Clinical psychologists, counselors, and social workers who performed therapy worked together to promote a rival view, changing their image to that of the caring professional. They began to present themselves less as disinterested scientists and more as “caregivers” eager to talk to patients about their everyday problems — unlike doctors, who just wanted to drug them.
Indeed, the clinical psychologist today is not entirely different from the caricature painted by the profession’s academic critics: earnest, well-intentioned, subjective, and imprecise. Yet academic psychologists err in assuming that clinical psychology is still a branch of psychology, and therefore of science. It is not.
I have made the point before so I am pleased to second Dworkin’s idea that being a caring and empathetic listener or friend has nothing to do with scientific training.
And yet, cognitive therapy, which is currently on the ascent cannot be taxed with being unscientific fluff.
Dworkin’s larger problem is the way he conceptualizes the issues.
Caring about someone is not the same as helping him to solve a problem. Many therapists feel so deeply about their patients’ problems that they never get around to solving them.

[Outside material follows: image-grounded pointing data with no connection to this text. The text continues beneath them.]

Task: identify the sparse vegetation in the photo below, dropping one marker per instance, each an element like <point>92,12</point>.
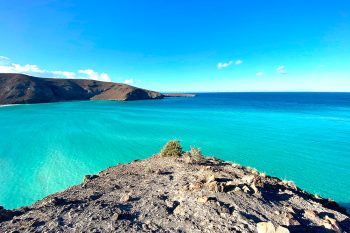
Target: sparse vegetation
<point>172,149</point>
<point>194,156</point>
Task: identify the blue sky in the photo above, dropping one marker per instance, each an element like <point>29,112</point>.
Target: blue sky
<point>228,45</point>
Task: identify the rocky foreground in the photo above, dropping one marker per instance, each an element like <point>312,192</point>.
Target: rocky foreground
<point>167,194</point>
<point>24,89</point>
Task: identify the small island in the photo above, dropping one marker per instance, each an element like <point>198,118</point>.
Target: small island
<point>176,191</point>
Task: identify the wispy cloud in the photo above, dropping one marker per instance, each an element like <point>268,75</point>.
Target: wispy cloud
<point>229,63</point>
<point>6,66</point>
<point>129,81</point>
<point>282,70</point>
<point>260,73</point>
<point>238,62</point>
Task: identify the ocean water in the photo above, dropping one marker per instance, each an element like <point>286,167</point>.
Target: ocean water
<point>303,137</point>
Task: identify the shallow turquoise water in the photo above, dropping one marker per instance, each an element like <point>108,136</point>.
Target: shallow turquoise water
<point>304,137</point>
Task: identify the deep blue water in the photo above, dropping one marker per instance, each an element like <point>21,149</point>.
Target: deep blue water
<point>303,137</point>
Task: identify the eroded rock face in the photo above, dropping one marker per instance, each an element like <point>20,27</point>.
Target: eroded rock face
<point>169,195</point>
<point>21,89</point>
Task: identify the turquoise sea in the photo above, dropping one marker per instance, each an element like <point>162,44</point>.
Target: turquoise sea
<point>303,137</point>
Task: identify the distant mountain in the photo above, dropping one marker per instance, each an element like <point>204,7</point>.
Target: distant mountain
<point>22,89</point>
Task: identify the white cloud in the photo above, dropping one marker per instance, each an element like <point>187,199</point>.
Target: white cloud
<point>224,64</point>
<point>260,73</point>
<point>282,70</point>
<point>227,64</point>
<point>238,62</point>
<point>6,66</point>
<point>129,81</point>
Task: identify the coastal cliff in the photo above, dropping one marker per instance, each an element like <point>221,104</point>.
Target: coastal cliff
<point>179,194</point>
<point>22,89</point>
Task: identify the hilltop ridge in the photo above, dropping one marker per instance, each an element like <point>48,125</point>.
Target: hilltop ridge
<point>22,89</point>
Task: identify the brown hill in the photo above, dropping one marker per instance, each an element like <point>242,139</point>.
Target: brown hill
<point>22,89</point>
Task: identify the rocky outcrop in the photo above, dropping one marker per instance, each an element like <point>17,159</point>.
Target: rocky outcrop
<point>22,89</point>
<point>178,95</point>
<point>167,194</point>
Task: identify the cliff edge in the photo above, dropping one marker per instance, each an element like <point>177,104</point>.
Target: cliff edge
<point>179,194</point>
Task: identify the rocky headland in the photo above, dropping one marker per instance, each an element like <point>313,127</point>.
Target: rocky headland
<point>22,89</point>
<point>179,193</point>
<point>178,95</point>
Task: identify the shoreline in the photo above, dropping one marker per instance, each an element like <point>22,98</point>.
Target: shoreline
<point>180,189</point>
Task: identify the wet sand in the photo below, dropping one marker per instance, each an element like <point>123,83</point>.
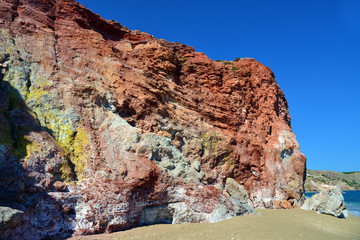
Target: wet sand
<point>264,224</point>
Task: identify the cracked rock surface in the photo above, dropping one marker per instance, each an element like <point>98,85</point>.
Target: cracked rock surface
<point>103,128</point>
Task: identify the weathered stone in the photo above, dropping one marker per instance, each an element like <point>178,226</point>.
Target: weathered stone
<point>60,186</point>
<point>196,165</point>
<point>328,201</point>
<point>119,116</point>
<point>236,191</point>
<point>9,217</point>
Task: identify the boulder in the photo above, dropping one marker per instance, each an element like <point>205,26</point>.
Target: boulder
<point>328,201</point>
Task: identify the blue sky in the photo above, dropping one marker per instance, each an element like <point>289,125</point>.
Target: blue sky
<point>313,47</point>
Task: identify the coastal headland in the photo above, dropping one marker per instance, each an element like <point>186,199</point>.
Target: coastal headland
<point>270,224</point>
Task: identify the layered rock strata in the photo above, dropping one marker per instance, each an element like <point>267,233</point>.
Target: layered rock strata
<point>104,128</point>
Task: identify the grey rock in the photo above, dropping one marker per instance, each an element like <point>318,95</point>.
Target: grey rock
<point>156,215</point>
<point>236,191</point>
<point>9,217</point>
<point>328,201</point>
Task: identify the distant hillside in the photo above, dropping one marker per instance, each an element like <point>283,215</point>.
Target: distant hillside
<point>345,180</point>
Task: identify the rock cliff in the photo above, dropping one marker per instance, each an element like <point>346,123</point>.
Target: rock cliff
<point>105,128</point>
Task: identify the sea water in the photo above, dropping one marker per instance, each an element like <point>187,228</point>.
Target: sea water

Besides “caring” is a very tricky concept in itself. It does not necessarily coincide with friendship. True, you care about your friends but you also care about people who are not your friends. Some of us care deeply about celebrities; some of us care about what happens to fictional characters.
Dworkin is right to emphasize the fact that today’s therapists make a considerable effort to connect with their patients. Many therapists now believe, correctly, that the connection between patient and therapist is one of the most powerful healing tools.
If most people are suffering from feelings of disconnection, therapy cannot help them if it stays stuck in the old psychoanalytic model that proscribed human connection.
He is also correct to emphasize friendship, even though he seems to be disparaging it.
In his words:
Once a consecrated priesthood, therapists today walk along the smooth road of ordinary duty. They help people with their everyday problems. They speak in a casual manner and even crack jokes. They are friendly. They smile. They differ neither outwardly nor inwardly from the clients they serve, for whom therapy has become a useful organization, a convenient and respectable appendage to existence, a sometimes necessary form of artificial friendship.
But, why is the friendship that develops between therapist and client artificial?
If it’s because clients pay their therapists, then one would note that you can be friends with your accountant or stock broker, both of whom you pay for their services.
If it’s because the relationship is so one-sided, well, so is your relationship with your accountant and your broker. Have you ever seen your accountant’s tax returns? Do you know what is in your broker’s portfolio?
Dworkin seems contemptuous of friendship, but I would recall that Aristotle considered friendship to be the basis for ethical behavior in human community.
If you behave badly toward members of your family they are still your relations. If you behave badly toward your friends you will soon find yourself friendless, lonely and isolated.
Also, friendship is freely entered into, thus it is a primary moral basis for freedom.
Finally, Aristotle points that friends see the best and bring out the best in their friends. So, the concept works as a perfect counterpoint with psychoanalysis.
Psychoanalysts have tended to see the worst in people, even when it is not there. They ignore what is best about people, even to the point of not accepting it as real.
Friends trust their friends; friends respect their friends; friends have confidence in their friends.
If your job is helping people to solve their problems it is good to show them that you trust them to do the right thing and that you have confidence in their good character.